Мы начали с того, что учредили в центре города как бы "главный штаб". Очень просто как. Явились четверо гимназистов - я в том числе - в один из апрельских дней с утра в 3-ю гимназию, в Соляном переулке, и заявили ее директору, что мы оккупируем здание, отменяем занятия на три дня и будем отсюда "руководить всем".
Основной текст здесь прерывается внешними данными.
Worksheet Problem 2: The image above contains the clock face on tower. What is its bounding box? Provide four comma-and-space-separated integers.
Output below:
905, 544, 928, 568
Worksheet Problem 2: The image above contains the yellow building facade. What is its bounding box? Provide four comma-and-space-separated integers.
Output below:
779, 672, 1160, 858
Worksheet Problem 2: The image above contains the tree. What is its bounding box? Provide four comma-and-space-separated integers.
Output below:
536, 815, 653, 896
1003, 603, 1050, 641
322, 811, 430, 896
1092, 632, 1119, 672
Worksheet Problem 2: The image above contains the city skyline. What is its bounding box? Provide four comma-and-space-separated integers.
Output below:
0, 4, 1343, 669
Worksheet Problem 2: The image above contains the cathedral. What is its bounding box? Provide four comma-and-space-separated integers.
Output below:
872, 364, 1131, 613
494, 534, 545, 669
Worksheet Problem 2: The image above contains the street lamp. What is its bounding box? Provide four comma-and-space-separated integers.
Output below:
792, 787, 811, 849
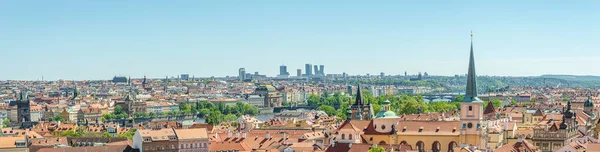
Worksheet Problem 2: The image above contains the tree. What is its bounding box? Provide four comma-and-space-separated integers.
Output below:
133, 112, 148, 118
113, 105, 125, 115
452, 95, 465, 102
50, 115, 65, 122
2, 119, 10, 128
179, 102, 192, 113
371, 104, 381, 114
398, 96, 429, 114
428, 101, 458, 112
117, 128, 137, 139
483, 99, 502, 109
306, 94, 322, 106
206, 109, 223, 125
369, 146, 385, 152
102, 132, 112, 137
198, 109, 210, 117
317, 105, 337, 116
223, 114, 237, 121
60, 130, 81, 137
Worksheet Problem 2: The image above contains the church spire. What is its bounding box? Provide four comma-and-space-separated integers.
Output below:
354, 84, 364, 105
462, 31, 482, 102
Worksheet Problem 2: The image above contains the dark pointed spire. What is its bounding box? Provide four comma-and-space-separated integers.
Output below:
563, 101, 574, 118
462, 32, 482, 102
354, 84, 365, 105
356, 107, 362, 120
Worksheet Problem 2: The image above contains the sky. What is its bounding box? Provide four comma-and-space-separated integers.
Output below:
0, 0, 600, 80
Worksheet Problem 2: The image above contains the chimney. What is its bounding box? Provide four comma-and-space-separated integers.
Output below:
283, 132, 286, 140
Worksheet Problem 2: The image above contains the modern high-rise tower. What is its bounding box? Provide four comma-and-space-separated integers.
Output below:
304, 64, 312, 76
319, 65, 325, 76
279, 65, 290, 76
238, 68, 246, 81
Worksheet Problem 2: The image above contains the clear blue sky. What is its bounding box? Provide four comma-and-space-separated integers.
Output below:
0, 0, 600, 80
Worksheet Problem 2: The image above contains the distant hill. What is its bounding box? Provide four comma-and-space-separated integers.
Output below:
540, 74, 600, 82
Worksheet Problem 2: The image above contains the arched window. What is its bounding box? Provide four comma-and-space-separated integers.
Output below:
417, 141, 425, 152
431, 141, 442, 152
448, 141, 458, 152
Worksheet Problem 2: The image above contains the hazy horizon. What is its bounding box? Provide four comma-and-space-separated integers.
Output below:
0, 0, 600, 80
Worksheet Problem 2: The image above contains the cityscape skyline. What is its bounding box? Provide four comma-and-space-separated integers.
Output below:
0, 1, 600, 80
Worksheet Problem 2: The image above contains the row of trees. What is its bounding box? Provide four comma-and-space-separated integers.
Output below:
307, 90, 462, 119
307, 90, 515, 119
58, 128, 137, 139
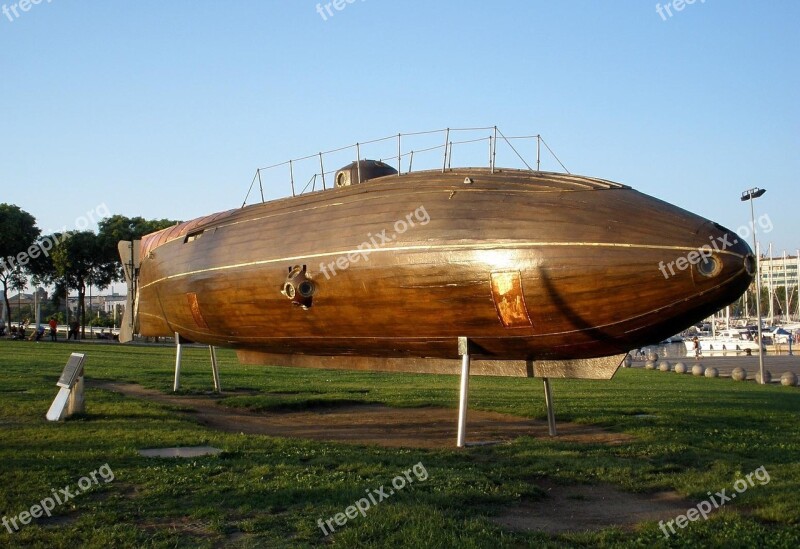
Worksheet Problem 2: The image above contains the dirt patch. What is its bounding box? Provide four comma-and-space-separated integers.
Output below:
493, 480, 694, 534
87, 380, 633, 448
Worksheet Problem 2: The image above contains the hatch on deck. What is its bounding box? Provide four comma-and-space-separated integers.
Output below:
335, 160, 397, 188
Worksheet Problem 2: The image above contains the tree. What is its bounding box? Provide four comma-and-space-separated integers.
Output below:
52, 231, 116, 335
0, 204, 42, 330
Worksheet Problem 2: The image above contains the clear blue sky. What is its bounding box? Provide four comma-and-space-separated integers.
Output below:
0, 0, 800, 253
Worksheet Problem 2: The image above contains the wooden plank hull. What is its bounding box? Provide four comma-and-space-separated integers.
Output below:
136, 169, 753, 360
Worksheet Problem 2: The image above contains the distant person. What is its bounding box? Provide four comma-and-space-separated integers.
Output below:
67, 320, 81, 341
692, 336, 700, 360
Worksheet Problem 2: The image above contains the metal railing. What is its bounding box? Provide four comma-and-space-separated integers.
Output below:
242, 126, 570, 207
Смущенный действительный статский советник сначала недоуменно развел руками, потом побагровел и, хотя не очень уверенно, затопал на нас козловыми сапожками:
- Мальчишки… Не потерплю!..
Это было ошибкой. Мы арестовали директора домашним арестом, заперли его в его же кабинете и наложили "осузскую печать" на телефон. Заняв канцелярию и закрыв двери здания, мы приступили к оперативным действиям. Посадили дежурных, вызвали "курьеров", установили прямую связь со всеми районами… Главой связистов - причем отлично все организовавшим - был назначен, если не ошибаюсь, курчавый, подвижный и в то же время "задумчивый" (юнец, совсем еще зеленый, моложе нас всех) Сережа Ольденбург - то ли сын, то ли племянник, то ли внук академика-ориенталиста. Колеса закрутились.
Нас или два спустя кому-то из нас пришло в голову:
- Коллеги! А директор?
Мы заглянули в щелку. Директор, совершенно усмиренный, сидел в глубоком вольтеровском кресле и внимательно читал толстенный "Вестник Европы". Впрочем, иногда он вставал, потягивался, подходил к окну, смотрел в него, покачивал головой, пожимал плечами, двусмысленно ухмылялся и снова возвращался в кресло.
Потом оттуда раздался стук.
- Молодые люди, я есть хочу… Арестованных обычно кормят! - жалобно сказал директор через дверь.
Возникло некоторое замешательство, из которого, однако, был найден выход. Мы выбрали самую эффектную из наших барышень, Лялю И. Вдвоем с другой девушкой они сбегали в ближайшую кондитерскую, купили печенья, пирожных. У гимназической швейцарихи был добыт чайник; стаканы имелись в шкафчике возле канцелярии: педагоги любили и в мирные дни побаловаться чайком. "Brzuszek pogrzaе" - как говорят поляки. С подносом в руках наши "belles chocolati res" вступили в директорский кабинет.
Действительный статский советник очень внимательно посмотрел на них, снял очки, протер их платочком и поглядел вторично.
- Ну - вот… Это совсем другое дело! - с явным удовлетворением произнес он. - Теперь, юные тюремщицы, можете даже не запирать меня. Зачем же мне отсюда уходить?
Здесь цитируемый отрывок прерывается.